Just for laughs, this saga has now been drawn out for another month! Delayed until September 23. That’s a long time to leave a lot of people sharpening knives.
Costa goes if electricity stays private. Where’s the downside?
NO WAY, NO HOW, NO SELLOFF!
Sack Iemma & Costa NOW!
Iemma and Costa were supporting a policy the believe in. The left of the ALP were similarly opposing this because they actually believe in what they were doing. The Nationals were opposing because they don’t want to give a wedge to Oakeshott before the Lyne by-election. O’Farrell and thr Libs are opposing a policy they support.
Goodnight NSW Cabinet
http://www.youtube.com/watch?v=2Ae4oCXsjXY
NO WAY, NO HOW, NO SELLOFF!
Sack Iemma & Costa NOW!
The news tonight that this pair is ‘powering’ on with the sale has gone beyond the extreme. Now that the public service has replaced merit appointees for party-sympathisers, is it any wonder we’re seeing flaws at every level of governance. Our political parties endorse the most average and questionable individuals such as Iemma and Costa … (Orkopolous, Rose, D’Arcy, Purcell, Buswell etc) who in turn select party-sympathisers to foster policies that run our economies and lives. These are people who’d struggle in mainstream employment, yet their allowed to drive our health, education, transport and general economic and social welfare via a party vehicle. I’m all for democracy, but tonight the manic Costa and dozy Iemma rang alarm bells. Parties have an obligation to filter and vet their members very closely particularly those running for office. How Iemma and Costa ever passed an IQ/EQ or general medical test I’ve no idea. But the electorate should.

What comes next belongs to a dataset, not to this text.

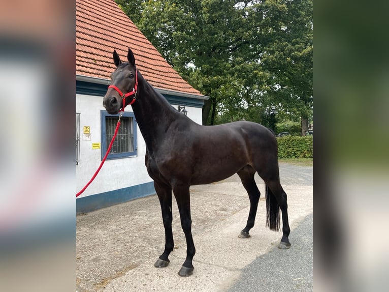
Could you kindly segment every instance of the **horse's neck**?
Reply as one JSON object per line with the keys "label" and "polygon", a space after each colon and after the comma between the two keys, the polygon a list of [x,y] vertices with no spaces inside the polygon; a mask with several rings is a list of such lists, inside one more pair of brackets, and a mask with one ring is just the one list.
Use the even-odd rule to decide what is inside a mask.
{"label": "horse's neck", "polygon": [[152,152],[165,136],[172,123],[180,114],[161,96],[143,77],[139,76],[138,96],[132,105],[142,135]]}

Public, sorry. Private electricity is stupid. As are private roads, private hospitals and private education.
The thing I’ve never really understood about this sell off is Costa’s ranting about how irresponsible it would be to block the sale, that NSW needs the money for new infrastructure. The question for me is “why isn’t there any money?”. They’re running a business and should know that infrastructure needs to be replaced at some time, so why not put some money away or just borrow like every other business?
It shatters Costa’s credibility as a Treasurer. What was he going to do next year? Sell the Harbour Bridge? If he can’t manage the biggest economy in the country to include a revenue stream for infrastructure replacement he’s virtually incompetent. I won’t miss him. He looks funny too.
NSW desperately needs new infrastructure. That’s something that everyone agrees on. The problem is really something which Costa has inherited from previous governments, Labor and Liberal - failure to plan properly, and failure to budget appropriately for infrastructure augmentation. Questionable management of existing assets by the State-owned electricity generators probably has something to do with it too.
Given the amount of money required, borrowing holus bolus is not the answer. The State’s credit rating would nosedive, and the cost of loans would significantly increase. Increased borrowing as one prong in a multi-pronged solution may however assist.
With the failure of the privatisation of generation and retail assets, we have lost the opportunity make some very positive changes to NSW’s infrastructure deficit. It was the right thing to do, but Iemma and Costa were simply not strong enough to keep their own party in line to get this thing through. It will be interesting to see what strategies the ALP come up with to save their hides in NSW.